Tuesday, 9 May 2017

Through the Looking Glass

Another weekend has passed and Jeremy Corbyn has been whipping his crowd into a froth of fevered excitement at the enticing prospect of victory at the general election in June. Here in social media land the wilfully indoctrinated are positively salivating as John McDonnell repeats his intention – I use the word loosely, as he will never be in a position to enact a single one of his madcap Marxist policies – of taxing all those he deems ‘the rich’. At the moment the bar appears to be set at just a tad above an MP’s salary.

Arthur Laffer famous curve and its effect was demonstrated in the 1980s when Ronald Reagan cut taxes and tax revenues rose from a little over $500 billion to around $900 billion during his time in office. Of course this may have just been a coincidence... and the collapse of the Venezuelan economy under Hugo Chavez’s socialist regime night also be a coincidence. Who knows? Nothing is ever as simple, as cut and dried as all that but Laffer’s contention that the more a thing is taxed, the less incentive there is to produce it, satisfies Occam’s test nicely.

Tax wealth creation and you will get tax avoidance. Crack down on tax avoidance and you will get tax evasion. Get tough on that and people will either settle for less or move their money elsewhere. Either way the tax take goes down and now you have to set the ‘rich bar’ lower, at which point you start punitively taxing those you promised not to. Before long anybody actually earning their own money becomes one of ‘the rich’ working to fund the spiralling costs of a voracious social welfare system. It is the self-defeating politics of envy and it has never, ever worked.

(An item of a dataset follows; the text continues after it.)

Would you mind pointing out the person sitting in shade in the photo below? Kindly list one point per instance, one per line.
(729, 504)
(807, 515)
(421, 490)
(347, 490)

And yet, there they are, the Corbynistas, sloganizing their way to culthood and utterly impervious to logic and reason. Especially scathing when attacking all things Tory, these infantilised children of Marx will believe anything which panders to their delusion that ‘real socialism’ hasn’t been tried yet and is the only thing that can save the human race. The Moonies, The Branch Davidians, the Children of God, Heaven’s Gate and many others have successfully managed to convince large numbers of people that obviously wacko ideas are grounded in their alternate reality. There is a reason for all this and as usual, it’s not unusual...

Alternative? Alternative reality, more like...

Listening to last night’s The Digital Human, presented by Aleks Krotoski, I learned of The MandelaEffect, a condition in which a large number of people share a memory, despite it being demonstrably false. Have a listen; it explains the quasi-religious nature of tribal politics pretty closely. Why would so many people believe something so different from the obvious truth? Why would so many people readily believe that the Tories are somehow cruel and inhuman? The fact is that human memory is malleable and we all have some experience of false memories – if you don’t you are very unusual, or else you have yet to accept it. So, you warriors for social justice, you Marxmen for the revolution, do you want to take the red pill now? 

1 comment:

  1. "tribal politics"

    Rather apt as collectivism/socialism is kept alive by us not yet shedding our tribal roots. Although for us indigenous Europeans we have not indulged in tribalism for many centuries although for new comers it is still quite recent and to some contemporaneous in memory.

    Individualism that prerequisite for a stable wealth and justice creating society although well advanced in some lags behind the many who do not practice it and have no desire to and wish to stamp out those who do. An event that appears every more likely which will bring with it all the inherent horrors of tribalism.